Other panels and roundtables will cover specific genres, publishing, and other writing and reading related topics.  We will present two panels built around the Choose to Read Ohio titles, and a roundtable on Ohioana’s new “On the Road” program. Additional panels will explore children’s literature and poetry, along with several “behind-the-scenes” opportunities for new

writers to find out more about how to get published. The program schedule will soon be available online at www.OhioanaBookFestival.org 

“We are excited to have so many nationally recognized authors participating in our 2013 Festival.  They are all Ohioans by birth or residents with books that have been published in the 
past year,” Hengst said. “They represent every major literary field and genre – fiction (mystery, romance, fantasy, science fiction, and literary fiction), nonfiction (memoirs, history, essays, and cook books), poetry and books for children and young adults.”   

Additional festival activities will include a special children’s room with programs designed to entertain young readers.

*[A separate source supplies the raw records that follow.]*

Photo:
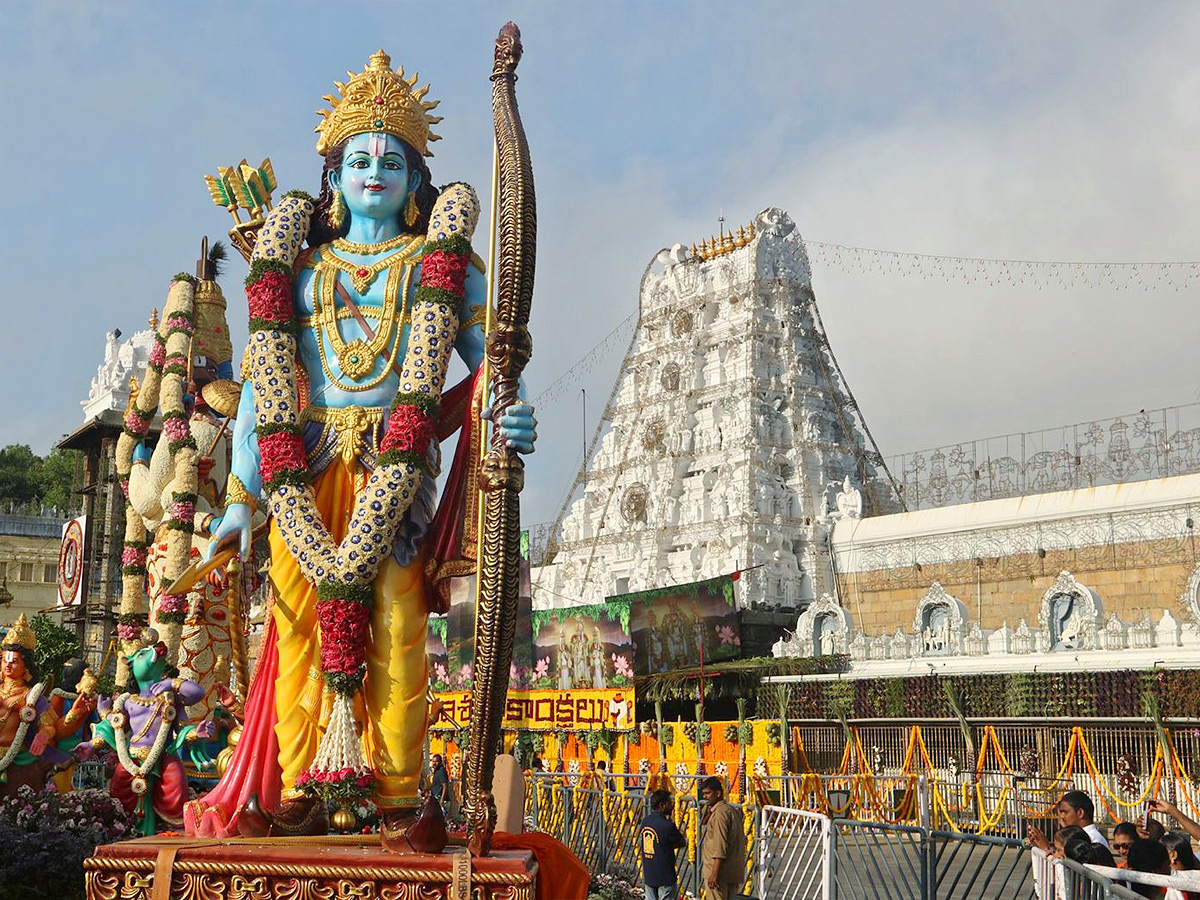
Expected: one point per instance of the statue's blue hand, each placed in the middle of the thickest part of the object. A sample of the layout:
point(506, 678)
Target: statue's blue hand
point(519, 427)
point(234, 521)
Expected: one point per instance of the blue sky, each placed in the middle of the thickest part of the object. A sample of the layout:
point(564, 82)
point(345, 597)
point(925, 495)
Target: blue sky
point(958, 129)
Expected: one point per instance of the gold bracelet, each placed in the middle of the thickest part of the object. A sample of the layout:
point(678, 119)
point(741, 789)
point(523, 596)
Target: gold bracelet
point(237, 492)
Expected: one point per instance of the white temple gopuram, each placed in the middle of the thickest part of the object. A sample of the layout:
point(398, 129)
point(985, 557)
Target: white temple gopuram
point(731, 439)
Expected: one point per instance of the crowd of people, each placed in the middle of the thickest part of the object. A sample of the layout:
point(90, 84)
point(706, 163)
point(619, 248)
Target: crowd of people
point(723, 849)
point(1144, 846)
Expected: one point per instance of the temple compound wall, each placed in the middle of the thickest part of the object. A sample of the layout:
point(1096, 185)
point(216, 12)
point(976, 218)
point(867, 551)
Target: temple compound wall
point(1097, 577)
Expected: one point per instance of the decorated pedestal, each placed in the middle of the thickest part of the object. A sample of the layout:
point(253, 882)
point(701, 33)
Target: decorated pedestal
point(301, 869)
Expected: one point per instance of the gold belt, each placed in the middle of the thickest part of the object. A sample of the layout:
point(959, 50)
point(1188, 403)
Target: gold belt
point(349, 424)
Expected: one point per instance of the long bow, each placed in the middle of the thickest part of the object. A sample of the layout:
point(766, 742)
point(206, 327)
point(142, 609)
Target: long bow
point(509, 348)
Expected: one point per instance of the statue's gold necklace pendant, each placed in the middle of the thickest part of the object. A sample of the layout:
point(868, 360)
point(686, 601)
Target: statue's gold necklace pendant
point(357, 358)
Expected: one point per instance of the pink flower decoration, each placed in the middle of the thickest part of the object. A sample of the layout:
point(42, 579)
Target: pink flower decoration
point(137, 424)
point(175, 429)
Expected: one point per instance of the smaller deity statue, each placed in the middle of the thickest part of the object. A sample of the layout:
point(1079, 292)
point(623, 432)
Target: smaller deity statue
point(564, 660)
point(76, 688)
point(149, 733)
point(597, 652)
point(28, 724)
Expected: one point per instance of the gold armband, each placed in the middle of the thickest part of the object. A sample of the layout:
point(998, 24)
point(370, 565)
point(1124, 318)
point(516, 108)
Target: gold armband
point(237, 492)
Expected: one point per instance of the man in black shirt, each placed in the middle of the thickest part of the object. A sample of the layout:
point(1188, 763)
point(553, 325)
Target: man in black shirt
point(658, 841)
point(439, 780)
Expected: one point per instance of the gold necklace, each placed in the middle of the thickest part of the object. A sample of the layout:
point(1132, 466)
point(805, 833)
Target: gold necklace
point(364, 275)
point(348, 246)
point(357, 358)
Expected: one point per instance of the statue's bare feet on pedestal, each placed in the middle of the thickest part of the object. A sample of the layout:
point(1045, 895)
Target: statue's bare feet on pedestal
point(406, 832)
point(304, 817)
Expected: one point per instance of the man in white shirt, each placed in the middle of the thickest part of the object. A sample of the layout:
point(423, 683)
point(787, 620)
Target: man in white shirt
point(1077, 808)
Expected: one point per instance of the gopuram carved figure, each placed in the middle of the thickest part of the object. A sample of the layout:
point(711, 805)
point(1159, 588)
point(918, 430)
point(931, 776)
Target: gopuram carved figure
point(28, 725)
point(198, 631)
point(357, 300)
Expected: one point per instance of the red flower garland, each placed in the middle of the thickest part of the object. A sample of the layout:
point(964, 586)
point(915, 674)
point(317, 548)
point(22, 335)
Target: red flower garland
point(408, 430)
point(281, 451)
point(445, 270)
point(343, 635)
point(270, 298)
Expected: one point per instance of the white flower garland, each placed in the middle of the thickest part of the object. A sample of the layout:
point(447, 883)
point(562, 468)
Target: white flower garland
point(118, 718)
point(28, 717)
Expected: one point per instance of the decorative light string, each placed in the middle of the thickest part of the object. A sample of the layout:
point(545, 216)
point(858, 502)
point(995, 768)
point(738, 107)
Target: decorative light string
point(1006, 273)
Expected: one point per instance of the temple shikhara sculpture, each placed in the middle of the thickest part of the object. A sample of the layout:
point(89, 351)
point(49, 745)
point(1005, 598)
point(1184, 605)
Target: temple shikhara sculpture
point(729, 439)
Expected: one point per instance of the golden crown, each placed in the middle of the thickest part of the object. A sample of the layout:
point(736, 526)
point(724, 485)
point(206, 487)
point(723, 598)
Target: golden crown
point(21, 635)
point(378, 100)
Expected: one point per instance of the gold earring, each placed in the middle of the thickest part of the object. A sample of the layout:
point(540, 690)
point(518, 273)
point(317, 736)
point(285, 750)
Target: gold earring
point(337, 210)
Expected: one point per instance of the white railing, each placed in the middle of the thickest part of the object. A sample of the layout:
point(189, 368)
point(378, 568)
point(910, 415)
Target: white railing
point(1066, 880)
point(793, 855)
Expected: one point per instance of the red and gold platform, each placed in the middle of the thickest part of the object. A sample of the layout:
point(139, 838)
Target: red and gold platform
point(334, 868)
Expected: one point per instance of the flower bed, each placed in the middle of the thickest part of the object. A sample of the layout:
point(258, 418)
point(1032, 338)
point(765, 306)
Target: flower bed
point(46, 837)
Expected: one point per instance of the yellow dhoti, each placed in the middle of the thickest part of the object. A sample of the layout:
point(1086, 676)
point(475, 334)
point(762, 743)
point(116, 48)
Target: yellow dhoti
point(393, 707)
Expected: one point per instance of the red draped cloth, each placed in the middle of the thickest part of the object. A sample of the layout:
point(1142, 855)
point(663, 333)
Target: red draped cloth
point(255, 766)
point(561, 875)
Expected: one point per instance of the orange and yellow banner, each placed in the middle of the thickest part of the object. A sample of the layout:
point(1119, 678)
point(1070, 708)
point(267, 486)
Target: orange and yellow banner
point(549, 709)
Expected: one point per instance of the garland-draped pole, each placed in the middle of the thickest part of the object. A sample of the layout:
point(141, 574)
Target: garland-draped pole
point(502, 477)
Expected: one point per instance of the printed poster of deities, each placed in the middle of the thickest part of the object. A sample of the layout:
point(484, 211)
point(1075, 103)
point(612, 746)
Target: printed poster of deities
point(684, 625)
point(582, 648)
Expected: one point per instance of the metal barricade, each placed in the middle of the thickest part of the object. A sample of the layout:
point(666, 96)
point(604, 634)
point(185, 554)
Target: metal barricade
point(969, 867)
point(880, 862)
point(793, 855)
point(1083, 882)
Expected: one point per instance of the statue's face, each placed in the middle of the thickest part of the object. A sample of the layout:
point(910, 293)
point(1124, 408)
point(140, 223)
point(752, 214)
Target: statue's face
point(375, 178)
point(13, 667)
point(148, 664)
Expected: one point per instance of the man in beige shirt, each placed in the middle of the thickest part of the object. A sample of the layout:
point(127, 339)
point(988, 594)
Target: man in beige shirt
point(724, 850)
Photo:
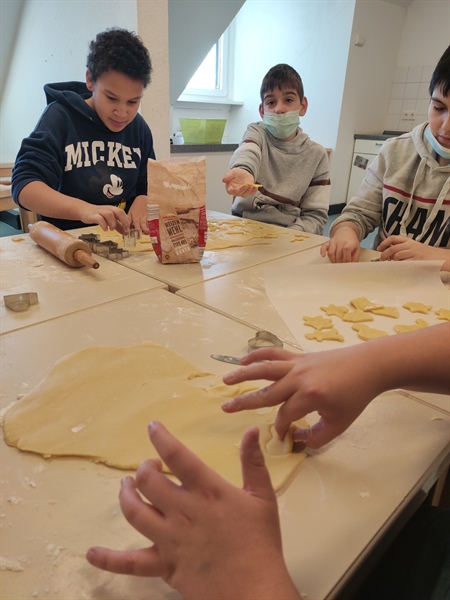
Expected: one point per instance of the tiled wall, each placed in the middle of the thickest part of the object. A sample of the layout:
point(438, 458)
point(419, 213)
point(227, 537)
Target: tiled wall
point(409, 95)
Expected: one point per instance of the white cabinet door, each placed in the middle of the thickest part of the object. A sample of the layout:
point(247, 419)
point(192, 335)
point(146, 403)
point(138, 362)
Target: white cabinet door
point(358, 171)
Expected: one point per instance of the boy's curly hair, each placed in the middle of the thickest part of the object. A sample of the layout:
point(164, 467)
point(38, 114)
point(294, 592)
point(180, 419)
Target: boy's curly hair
point(441, 74)
point(119, 50)
point(280, 76)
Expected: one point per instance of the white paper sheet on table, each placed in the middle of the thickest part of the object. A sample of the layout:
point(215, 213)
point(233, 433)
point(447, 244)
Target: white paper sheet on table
point(296, 292)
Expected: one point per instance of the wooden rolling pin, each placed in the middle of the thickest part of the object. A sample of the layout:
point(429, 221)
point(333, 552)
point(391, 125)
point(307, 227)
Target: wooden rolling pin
point(66, 247)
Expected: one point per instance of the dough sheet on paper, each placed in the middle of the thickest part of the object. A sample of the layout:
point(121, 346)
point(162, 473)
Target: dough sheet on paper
point(97, 403)
point(222, 234)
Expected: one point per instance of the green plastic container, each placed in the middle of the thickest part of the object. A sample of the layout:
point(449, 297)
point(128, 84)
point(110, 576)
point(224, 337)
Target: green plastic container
point(202, 131)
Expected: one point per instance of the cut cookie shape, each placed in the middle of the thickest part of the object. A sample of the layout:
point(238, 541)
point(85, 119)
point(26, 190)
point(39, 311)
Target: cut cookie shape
point(417, 307)
point(364, 304)
point(419, 324)
point(357, 316)
point(443, 313)
point(318, 322)
point(368, 333)
point(334, 311)
point(386, 311)
point(277, 447)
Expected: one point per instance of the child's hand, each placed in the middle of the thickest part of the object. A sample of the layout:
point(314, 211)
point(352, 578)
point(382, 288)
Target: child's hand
point(138, 213)
point(304, 383)
point(344, 244)
point(239, 182)
point(210, 538)
point(108, 217)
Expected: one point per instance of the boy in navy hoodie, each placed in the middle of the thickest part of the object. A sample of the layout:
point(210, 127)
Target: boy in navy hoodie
point(85, 162)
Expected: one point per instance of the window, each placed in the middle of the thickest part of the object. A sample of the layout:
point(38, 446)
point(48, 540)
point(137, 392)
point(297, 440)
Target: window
point(211, 78)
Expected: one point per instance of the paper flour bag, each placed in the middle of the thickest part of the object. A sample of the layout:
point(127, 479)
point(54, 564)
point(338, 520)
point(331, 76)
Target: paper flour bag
point(177, 209)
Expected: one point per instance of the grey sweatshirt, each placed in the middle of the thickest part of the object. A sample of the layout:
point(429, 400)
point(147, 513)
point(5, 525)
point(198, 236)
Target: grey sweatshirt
point(294, 176)
point(405, 192)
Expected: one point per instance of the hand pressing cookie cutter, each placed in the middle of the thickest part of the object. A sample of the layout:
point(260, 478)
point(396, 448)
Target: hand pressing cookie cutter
point(130, 239)
point(264, 339)
point(107, 249)
point(20, 302)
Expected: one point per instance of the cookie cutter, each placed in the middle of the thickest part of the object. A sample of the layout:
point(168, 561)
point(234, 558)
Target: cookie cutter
point(130, 239)
point(20, 302)
point(107, 249)
point(264, 339)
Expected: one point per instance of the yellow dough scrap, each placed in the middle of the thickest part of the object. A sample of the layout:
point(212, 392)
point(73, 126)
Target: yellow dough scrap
point(318, 322)
point(327, 334)
point(386, 311)
point(443, 313)
point(334, 311)
point(419, 324)
point(277, 447)
point(357, 316)
point(362, 303)
point(300, 237)
point(417, 307)
point(368, 333)
point(97, 403)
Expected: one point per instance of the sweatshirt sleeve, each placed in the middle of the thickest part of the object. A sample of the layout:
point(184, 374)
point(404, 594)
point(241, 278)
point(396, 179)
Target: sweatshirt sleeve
point(248, 154)
point(40, 157)
point(316, 201)
point(365, 208)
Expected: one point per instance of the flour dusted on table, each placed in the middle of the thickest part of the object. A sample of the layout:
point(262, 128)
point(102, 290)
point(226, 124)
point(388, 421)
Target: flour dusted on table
point(177, 209)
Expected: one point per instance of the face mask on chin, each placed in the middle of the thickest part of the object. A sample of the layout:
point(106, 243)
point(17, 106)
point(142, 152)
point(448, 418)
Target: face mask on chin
point(444, 152)
point(282, 126)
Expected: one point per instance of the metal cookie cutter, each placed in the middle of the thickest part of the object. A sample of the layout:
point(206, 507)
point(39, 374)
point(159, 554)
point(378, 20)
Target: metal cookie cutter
point(130, 239)
point(264, 339)
point(20, 302)
point(107, 249)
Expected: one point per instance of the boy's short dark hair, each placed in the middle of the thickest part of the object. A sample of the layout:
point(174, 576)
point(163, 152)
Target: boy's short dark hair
point(441, 74)
point(280, 76)
point(119, 50)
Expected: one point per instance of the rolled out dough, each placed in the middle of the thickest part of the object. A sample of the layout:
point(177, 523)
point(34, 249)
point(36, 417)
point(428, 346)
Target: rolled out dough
point(97, 403)
point(222, 234)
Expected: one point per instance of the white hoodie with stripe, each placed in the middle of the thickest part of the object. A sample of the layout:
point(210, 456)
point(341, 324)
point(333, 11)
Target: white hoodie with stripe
point(405, 192)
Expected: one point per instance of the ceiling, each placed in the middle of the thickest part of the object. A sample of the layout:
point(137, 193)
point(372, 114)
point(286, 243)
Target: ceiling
point(404, 3)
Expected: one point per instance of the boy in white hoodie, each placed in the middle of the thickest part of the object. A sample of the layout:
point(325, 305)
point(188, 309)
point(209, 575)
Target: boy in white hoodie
point(406, 191)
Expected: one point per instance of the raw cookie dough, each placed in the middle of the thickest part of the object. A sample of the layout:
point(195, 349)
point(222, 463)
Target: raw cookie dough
point(368, 333)
point(222, 234)
point(318, 322)
point(418, 307)
point(98, 402)
point(419, 324)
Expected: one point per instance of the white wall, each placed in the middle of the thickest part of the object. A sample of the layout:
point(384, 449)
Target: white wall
point(153, 29)
point(426, 33)
point(368, 81)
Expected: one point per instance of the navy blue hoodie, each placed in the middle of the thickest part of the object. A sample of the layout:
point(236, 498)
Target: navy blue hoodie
point(73, 152)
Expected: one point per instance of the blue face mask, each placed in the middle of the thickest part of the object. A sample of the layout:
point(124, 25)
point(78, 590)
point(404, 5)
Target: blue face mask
point(444, 152)
point(282, 126)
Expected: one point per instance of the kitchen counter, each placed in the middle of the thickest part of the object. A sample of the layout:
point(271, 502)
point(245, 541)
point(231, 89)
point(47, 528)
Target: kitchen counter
point(54, 509)
point(359, 488)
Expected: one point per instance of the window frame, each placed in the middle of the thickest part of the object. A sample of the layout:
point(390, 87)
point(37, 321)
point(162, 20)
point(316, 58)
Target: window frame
point(222, 94)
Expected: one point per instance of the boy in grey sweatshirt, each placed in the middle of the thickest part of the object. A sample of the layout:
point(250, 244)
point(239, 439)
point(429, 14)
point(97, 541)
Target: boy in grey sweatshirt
point(406, 191)
point(278, 174)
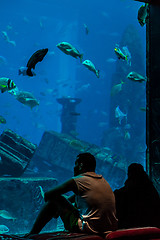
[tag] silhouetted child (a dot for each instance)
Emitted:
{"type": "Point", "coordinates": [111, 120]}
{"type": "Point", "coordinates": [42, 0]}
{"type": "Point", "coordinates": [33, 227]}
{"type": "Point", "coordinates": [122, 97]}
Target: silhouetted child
{"type": "Point", "coordinates": [138, 202]}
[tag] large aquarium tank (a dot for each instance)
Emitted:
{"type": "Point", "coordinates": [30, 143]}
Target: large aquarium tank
{"type": "Point", "coordinates": [72, 80]}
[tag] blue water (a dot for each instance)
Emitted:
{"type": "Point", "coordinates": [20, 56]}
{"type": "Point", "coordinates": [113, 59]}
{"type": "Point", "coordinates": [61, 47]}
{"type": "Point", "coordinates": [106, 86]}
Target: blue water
{"type": "Point", "coordinates": [36, 24]}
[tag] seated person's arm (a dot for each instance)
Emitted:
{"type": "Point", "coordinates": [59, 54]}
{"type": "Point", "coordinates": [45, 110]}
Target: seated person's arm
{"type": "Point", "coordinates": [67, 186]}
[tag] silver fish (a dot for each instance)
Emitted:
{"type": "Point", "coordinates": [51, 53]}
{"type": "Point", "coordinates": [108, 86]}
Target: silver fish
{"type": "Point", "coordinates": [68, 49]}
{"type": "Point", "coordinates": [88, 64]}
{"type": "Point", "coordinates": [120, 115]}
{"type": "Point", "coordinates": [23, 71]}
{"type": "Point", "coordinates": [27, 98]}
{"type": "Point", "coordinates": [5, 214]}
{"type": "Point", "coordinates": [142, 14]}
{"type": "Point", "coordinates": [6, 84]}
{"type": "Point", "coordinates": [134, 76]}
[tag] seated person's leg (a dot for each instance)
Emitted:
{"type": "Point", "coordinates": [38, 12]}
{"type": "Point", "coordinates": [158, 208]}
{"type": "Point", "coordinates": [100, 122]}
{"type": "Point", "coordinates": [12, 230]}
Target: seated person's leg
{"type": "Point", "coordinates": [60, 206]}
{"type": "Point", "coordinates": [69, 214]}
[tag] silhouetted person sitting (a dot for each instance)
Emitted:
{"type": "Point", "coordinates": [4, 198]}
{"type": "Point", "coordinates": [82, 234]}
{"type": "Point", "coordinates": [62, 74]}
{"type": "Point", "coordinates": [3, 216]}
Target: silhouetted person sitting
{"type": "Point", "coordinates": [94, 209]}
{"type": "Point", "coordinates": [138, 202]}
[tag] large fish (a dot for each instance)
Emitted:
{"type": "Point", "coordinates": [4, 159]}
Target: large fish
{"type": "Point", "coordinates": [6, 84]}
{"type": "Point", "coordinates": [134, 76]}
{"type": "Point", "coordinates": [68, 49]}
{"type": "Point", "coordinates": [2, 120]}
{"type": "Point", "coordinates": [88, 64]}
{"type": "Point", "coordinates": [34, 59]}
{"type": "Point", "coordinates": [27, 98]}
{"type": "Point", "coordinates": [142, 14]}
{"type": "Point", "coordinates": [120, 115]}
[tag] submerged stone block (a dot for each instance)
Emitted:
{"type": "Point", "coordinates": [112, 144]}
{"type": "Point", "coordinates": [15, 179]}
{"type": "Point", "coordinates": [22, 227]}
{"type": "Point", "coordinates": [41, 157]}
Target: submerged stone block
{"type": "Point", "coordinates": [58, 152]}
{"type": "Point", "coordinates": [15, 153]}
{"type": "Point", "coordinates": [22, 199]}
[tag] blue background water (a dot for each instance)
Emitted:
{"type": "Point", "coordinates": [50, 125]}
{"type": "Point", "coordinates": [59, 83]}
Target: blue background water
{"type": "Point", "coordinates": [40, 24]}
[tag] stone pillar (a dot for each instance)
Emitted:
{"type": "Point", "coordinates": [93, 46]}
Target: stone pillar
{"type": "Point", "coordinates": [69, 114]}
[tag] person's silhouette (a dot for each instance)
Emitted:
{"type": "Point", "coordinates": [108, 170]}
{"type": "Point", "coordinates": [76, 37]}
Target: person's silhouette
{"type": "Point", "coordinates": [138, 202]}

Many of the featured and festival authors will make personal appearances in the children’s area.  

Several of Columbus’ award-winning food trucks will be onsite to serve Book Festival-goers: Ajumama, Green Meanie, Jeni’s Splendid Ice Creams, Mikey’s Late Night Slice, and Short North Bagel Deli 

The most recent books published by the festival authors will be available at the on-site Barnes and Noble Bookstore.